I'm not sure I am following it all exactly, but I think yes. Variable assignment would not trigger any copy-on-write behavior, since it is still the same object. Passing to an API (including sendMessage to a worker) would make a copy-on-write virtual copy.



var req = new XMLHttpRequest();
req.open("GET", "example", true);
req.onreadystatechange = handleResult;
req.send(null);

function handleResult() {
 if (req.readyState != 4) return;

 var b1 = req.responseByteArray;
 var b2 = b1;
 assert(b1 === b2); // they refer to the same object

 // print the contents of the array
 for (var i = 0; i < b1.length; i++) {
   print(b1[i]);
 }

 b1[0] = 42;
 assert(b2[0] == 42);

 var worker = window.createWorker("worker.js");
 worker.sendMessage(b1); // branches b1
 b1[0] = 43; // modification does not affect what got sent to worker
}

// worker.js
worker.onmessage = function(b) {
 assert(b[0] == 42);
};





I'm still not convinced that immutability is good, or that the ECMAScript
ByteArray proposal can't handle the required use cases.

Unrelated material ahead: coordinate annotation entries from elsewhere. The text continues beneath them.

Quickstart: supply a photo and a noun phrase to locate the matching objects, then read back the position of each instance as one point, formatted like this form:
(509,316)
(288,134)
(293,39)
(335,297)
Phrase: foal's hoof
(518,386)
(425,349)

Here's one additional question on how this would work with ByteArray.
The read API for ByteArray is currently synchronous. Doesn't this mean
that with large files accessing bytearray[n] could block?

If the ByteArray were in fact backed by a file, then accessing bytearray[n] could lead to part of the file being paged in. However, the same is true if it is backed by RAM that is swapped out. Even accessing uninitialized zero-fill memory could trap to the kernel, though that's in general not as bad as hitting disk (whether for swap or file bytes).

I can see how you may want to have an object to represent a file that can be handed to APIs directly, but that has only an async read interface for JS. However, I am pretty sure you would not want to use such an object to represent binary data returned from an XHR, or the pixel contents of a <canvas>. After all, the data is already in memory. So perhaps files need a distinct object from other forms of binary data, if we wanted to enforce such a restriction.